L’annonce a l’effet d’un coup de tonnerre pour le secteur industriel camerounais. Inaugurée en grande pompe en juin 2025, la nouvelle usine intégrée de production de ciment et de clinker de Cimencam est aujourd’hui à l’arrêt. Cette décision, motivée par les difficultés d’approvisionnement du Réseau Interconnecté Nord (RIN), souligne le paradoxe d’un pays qui mise sur la réindustrialisation tout en peinant à fournir l’énergie nécessaire à ses complexes les plus modernes.
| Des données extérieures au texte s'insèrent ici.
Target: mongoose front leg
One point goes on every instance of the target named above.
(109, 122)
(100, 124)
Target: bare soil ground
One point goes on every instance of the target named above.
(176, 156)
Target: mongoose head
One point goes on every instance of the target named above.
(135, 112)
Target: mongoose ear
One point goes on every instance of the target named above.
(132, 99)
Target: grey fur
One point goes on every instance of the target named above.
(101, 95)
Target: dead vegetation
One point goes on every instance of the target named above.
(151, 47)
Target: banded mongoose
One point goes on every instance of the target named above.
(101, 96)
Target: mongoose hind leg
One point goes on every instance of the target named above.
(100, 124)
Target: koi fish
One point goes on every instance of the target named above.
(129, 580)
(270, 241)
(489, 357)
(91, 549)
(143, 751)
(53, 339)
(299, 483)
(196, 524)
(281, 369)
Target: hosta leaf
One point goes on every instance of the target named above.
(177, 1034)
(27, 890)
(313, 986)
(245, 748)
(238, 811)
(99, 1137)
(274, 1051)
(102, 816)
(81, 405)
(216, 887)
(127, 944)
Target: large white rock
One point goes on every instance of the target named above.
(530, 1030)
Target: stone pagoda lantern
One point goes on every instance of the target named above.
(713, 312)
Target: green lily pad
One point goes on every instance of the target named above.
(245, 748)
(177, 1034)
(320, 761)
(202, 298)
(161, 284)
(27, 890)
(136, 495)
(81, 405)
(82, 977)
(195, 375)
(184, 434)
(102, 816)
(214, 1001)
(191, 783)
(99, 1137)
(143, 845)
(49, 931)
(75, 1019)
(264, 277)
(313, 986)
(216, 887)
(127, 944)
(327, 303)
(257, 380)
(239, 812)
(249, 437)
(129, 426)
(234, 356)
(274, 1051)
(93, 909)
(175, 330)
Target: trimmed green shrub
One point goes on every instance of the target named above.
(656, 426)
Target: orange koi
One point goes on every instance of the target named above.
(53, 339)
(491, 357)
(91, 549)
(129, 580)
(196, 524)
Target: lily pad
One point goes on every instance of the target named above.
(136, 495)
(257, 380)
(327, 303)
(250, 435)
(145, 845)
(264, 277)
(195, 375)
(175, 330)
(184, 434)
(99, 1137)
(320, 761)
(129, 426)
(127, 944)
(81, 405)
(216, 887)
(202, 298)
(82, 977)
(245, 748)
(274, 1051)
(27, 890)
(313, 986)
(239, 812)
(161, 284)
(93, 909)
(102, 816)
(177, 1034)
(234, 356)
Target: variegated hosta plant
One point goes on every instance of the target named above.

Avec une capacité de production annuelle de 500 000 tonnes de ciment et de 1 000 tonnes de clinker par jour, cette unité était pourtant appelée à devenir un moteur économique pour les régions septentrionales et un levier d’exportation vers le Tchad voisin. Son immobilisation soudaine fait désormais craindre une tension sur les prix du ciment et un ralentissement marqué des grands chantiers d’infrastructures dans la zone.
Au-delà du préjudice direct pour Cimencam, cette interruption temporaire est le symptôme d’un mal bien plus profond : la vulnérabilité persistante du système énergétique national. Pour les observateurs, cet épisode confirme que sans une mise à niveau structurelle des infrastructures électriques, les grands projets industriels continueront de rester à la merci des défaillances du réseau, freinant ainsi la dynamique de développement que le Cameroun appelle de ses vœux.